Amortized Proximal Optimization

Authors: Juhan Bae, Paul Vicol, Jeff Z. HaoChen, Roger B. Grosse

NeurIPS 2022 | Conference PDF | Archive PDF | Plain Text | LLM Run Details

Reproducibility Variable Result LLM Response
Research Type Experimental We empirically test APO for online adaptation of learning rates and structured preconditioning matrices for regression, image reconstruction, image classification, and natural language translation tasks.
Researcher Affiliation Academia Juhan Bae 1,2, Paul Vicol 1,2, Jeff Z. Hao Chen3, Roger Grosse1,2 1University of Toronto, 2Vector Institute, 3Stanford University
Pseudocode Yes Algorithm 1 Amortized Proximal Optimization (APO) Meta-Learning Optimization Parameters ϕ
Open Source Code Yes Did you include the code, data, and instructions needed to reproduce the main experimental results (either in the supplemental material or as a URL)? [Yes] We include code in the supplementary material.

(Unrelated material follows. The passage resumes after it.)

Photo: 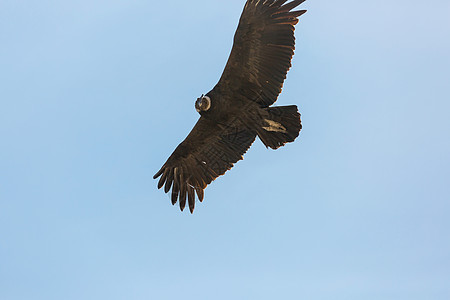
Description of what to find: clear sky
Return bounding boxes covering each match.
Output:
[0,0,450,300]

Open Datasets Yes UCI Regression. Next, we validated APO-Precond on the Slice, Protein, and Parkinsons datasets from the UCI regression collection [18]. Citation [18] is 'UCI machine learning repository, 2017. URL http://archive.ics. uci.edu/ml.'
Dataset Splits Yes Did you specify all the training details (e.g., data splits, hyperparameters, how they were chosen)? [Yes] We provide the training details for all of our experiments in Appendix C.

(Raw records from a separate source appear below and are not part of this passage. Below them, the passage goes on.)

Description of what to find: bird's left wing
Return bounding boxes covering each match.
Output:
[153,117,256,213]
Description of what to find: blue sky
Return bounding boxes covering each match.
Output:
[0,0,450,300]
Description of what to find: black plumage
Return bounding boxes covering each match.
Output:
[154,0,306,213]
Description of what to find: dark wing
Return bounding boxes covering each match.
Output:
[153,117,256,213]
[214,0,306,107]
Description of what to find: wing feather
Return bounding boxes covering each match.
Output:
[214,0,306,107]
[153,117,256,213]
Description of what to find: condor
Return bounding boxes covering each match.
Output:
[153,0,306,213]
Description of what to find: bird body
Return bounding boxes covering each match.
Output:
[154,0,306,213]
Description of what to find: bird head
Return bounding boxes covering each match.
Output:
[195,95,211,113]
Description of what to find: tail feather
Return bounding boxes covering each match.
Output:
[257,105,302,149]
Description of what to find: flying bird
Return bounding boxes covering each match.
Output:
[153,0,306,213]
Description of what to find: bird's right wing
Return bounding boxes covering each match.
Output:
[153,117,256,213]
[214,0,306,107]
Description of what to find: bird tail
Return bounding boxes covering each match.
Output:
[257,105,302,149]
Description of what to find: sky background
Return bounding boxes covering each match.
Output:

Hardware Specification Yes Did you include the total amount of compute and the type of resources used (e.g., type of GPUs, internal cluster, or cloud provider)? [Yes] We provide these details in Appendix C.1. Appendix C.1 states: 'Compute Infrastructure. All experiments were performed on Google Cloud Platform with NVIDIA Tesla V100 GPUs and TPUs.'
Software Dependencies No The paper mentions using PyTorch [67], JAX [14], and fairseq [65] but does not specify version numbers for these software components.
Experiment Setup Yes We trained Le Net [40], Alex Net [37], VGG-16 [71] (w/o batch norm [32]), Res Net-18, and Res Net32 [29] architectures for 200 epochs on batches of 128 images. For Res Net32, we trained for 400 epochs, and the decayed baseline used a step schedule with 10 decay at epochs 150 and 250, following [49].